O telefonema Trump-Zelensky, no qual ele também pediu a Kiev que investigasse o papel do então ex-vice-presidente Joe Biden na demissão de um promotor ucraniano que investigava as supostas atividades corruptas de seu filho Hunter Biden enquanto trabalhava para a empresa de energia ucraniana Burisma, acabou desencadeando o primeiro pedido de impeachment de Trump em 2019.
A CrowdStrike também foi uma das poucas empresas contratadas pela Agência de Segurança Cibernética e de Infraestrutura dos EUA (CISA) em 2021 para elaborar um plano de defesa cibernética para "toda a nação". A iniciativa foi criticada como uma tentativa de fortalecer a inteligência dos EUA e os poderes de vigilância das Big Tech usando a segurança cibernética como cobertura.
No mesmo ano, o CEO da CrowdStrike, George Kurtz, culpou os hackers russos pelo ataque hacker da SolarWinds em 2020 ao governo federal dos EUA, mas curiosamente admitiu que a empresa não tinha informações próprias "para corroborar essa descoberta".
'Pesadelo de relações públicas'
"O aspecto de relações públicas é, obviamente, um pesadelo para a CrowdStrike", disse o veterano especialista independente em segurança cibernética Lars Hilse à Sputnik, comentando a interrupção de sexta-feira e o impacto que teve na imagem da empresa e no preço das ações.
A capitalização de mercado da CrowdStrike despencou US$ 12,5 bilhões (R$ 70 bilhões), e seu CEO, George Kurtz, viu mais de US$ 320 milhões (R$ 1,8 bilhão) reduzidos de sua fortuna pessoal.
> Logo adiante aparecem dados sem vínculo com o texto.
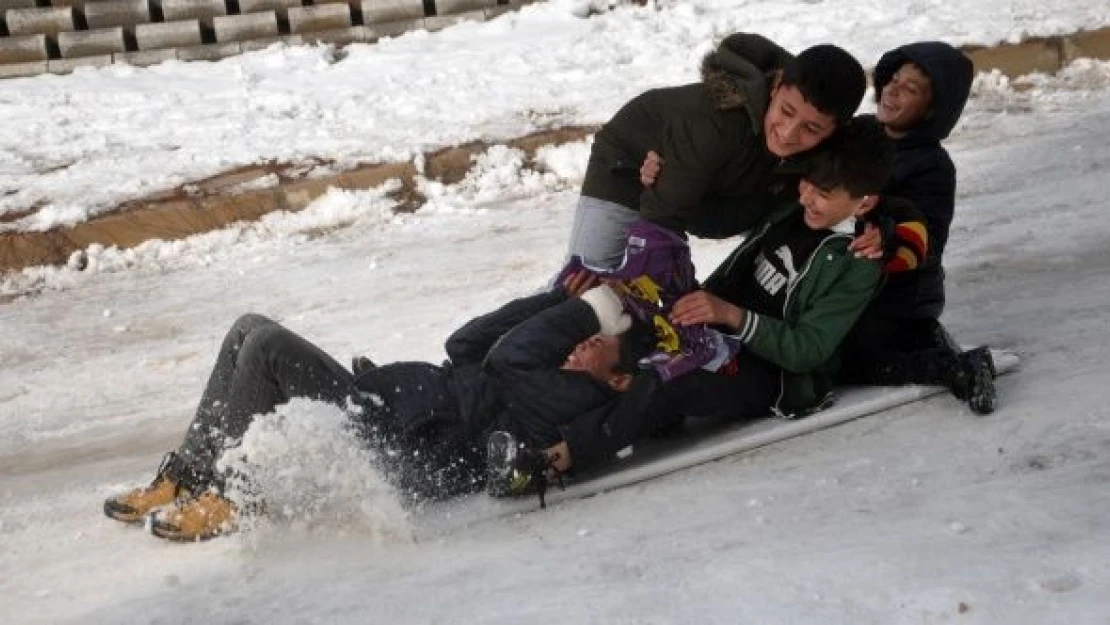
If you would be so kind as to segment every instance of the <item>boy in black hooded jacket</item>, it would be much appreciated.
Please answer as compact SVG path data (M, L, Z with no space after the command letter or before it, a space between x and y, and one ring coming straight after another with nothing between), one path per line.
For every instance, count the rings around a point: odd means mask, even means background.
M975 75L971 61L940 41L902 46L875 68L876 117L895 142L884 193L911 201L925 216L924 259L899 253L886 283L842 345L841 380L856 384L938 384L978 414L995 410L993 362L986 347L961 352L940 325L941 264L956 203L956 165L941 145L959 121ZM901 250L922 233L907 224Z
M494 429L554 443L557 426L627 387L649 332L608 286L569 298L564 289L523 298L478 316L447 339L442 365L363 365L352 374L270 319L240 317L228 332L196 415L154 481L110 497L104 513L149 518L173 541L212 538L236 527L216 468L251 423L292 397L349 409L352 425L380 453L403 492L448 497L481 488L486 436ZM639 336L646 335L646 341ZM640 347L642 345L642 347Z

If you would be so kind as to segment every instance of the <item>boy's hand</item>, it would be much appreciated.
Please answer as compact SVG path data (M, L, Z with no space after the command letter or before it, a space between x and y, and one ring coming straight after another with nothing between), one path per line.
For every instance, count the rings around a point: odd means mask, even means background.
M567 275L566 280L563 281L563 290L566 291L567 298L578 298L586 291L597 286L598 283L599 279L597 275L584 269Z
M710 295L705 291L687 293L675 302L670 311L670 323L677 325L697 325L699 323L722 324L736 330L744 321L744 311Z
M878 260L882 258L882 231L874 223L864 225L864 232L852 239L848 245L848 251L856 254L857 259Z
M663 171L663 157L656 154L654 151L648 151L647 157L644 159L644 164L639 165L640 183L644 187L655 184L655 181L659 179L660 171Z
O preço das ações da empresa caiu de cerca de US$ 343 (R$ 1.920) para US$ 302 (R$ 1.691) por ação, sinalizando que cerca de 12% do valor de mercado da empresa foi eliminado.
Curiosamente, nem todos na empresa saíram da interrupção no vermelho, com o diretor de segurança Shawn Henry vendendo 4.000 ações ordinárias da CrowdStrike Holdings em 15 de julho por US$ 371,32 (R$ 2.079,43) por ação, ou US$ 1,49 milhão (R$ 8,34 milhões) no total, de acordo com a Comissão de Valores Monetários dos EUA (Security and Exchange Comission).
Hilse diz que a principal “lição” da bagunça do CrowdStrike será a exigência de que as empresas de segurança cibernética melhorem os testes antes de lançar atualizações críticas – algo especialmente importante se forem feitas como "uma única atualização sendo enviada para uma infinidade de clientes que executam atualizações baseadas em nuvem, incluindo aqueles responsáveis pela operação de infraestruturas críticas como aeroportos, bancos, etc."
"Com a crescente dependência da tecnologia, surge um impacto exponencialmente crescente na sociedade se essas tecnologias falharem, seja através de um ataque deliberado/direcionado ou de um software defeituoso, como neste caso", enfatizou Hilse.
O especialista russo em segurança cibernética Aleksei Lukatskiy disse a Sputnik que a Rússia conseguiu se esquivar da bala CrowdStrike graças a fortes empresas nacionais de segurança cibernética. As interrupções de sexta-feira servem, portanto, como outra "lição" importante para a Rússia, que tem "passado gradualmente de produtos de fornecedores estrangeiros para produtos russos", de que está no caminho certo, disse.
Outra conclusão importante, segundo Lukatskiy, é o nível cada vez mais crítico de dependência do mundo moderno em relação aos computadores.
"A tecnologia da informação penetrou numa ampla gama de áreas diferentes, e os proprietários de empresas que trabalham em indústrias críticas devem compreender todas as consequências e avaliar os eventos inaceitáveis que podem ocorrer devido à aparente falha de um computador comum."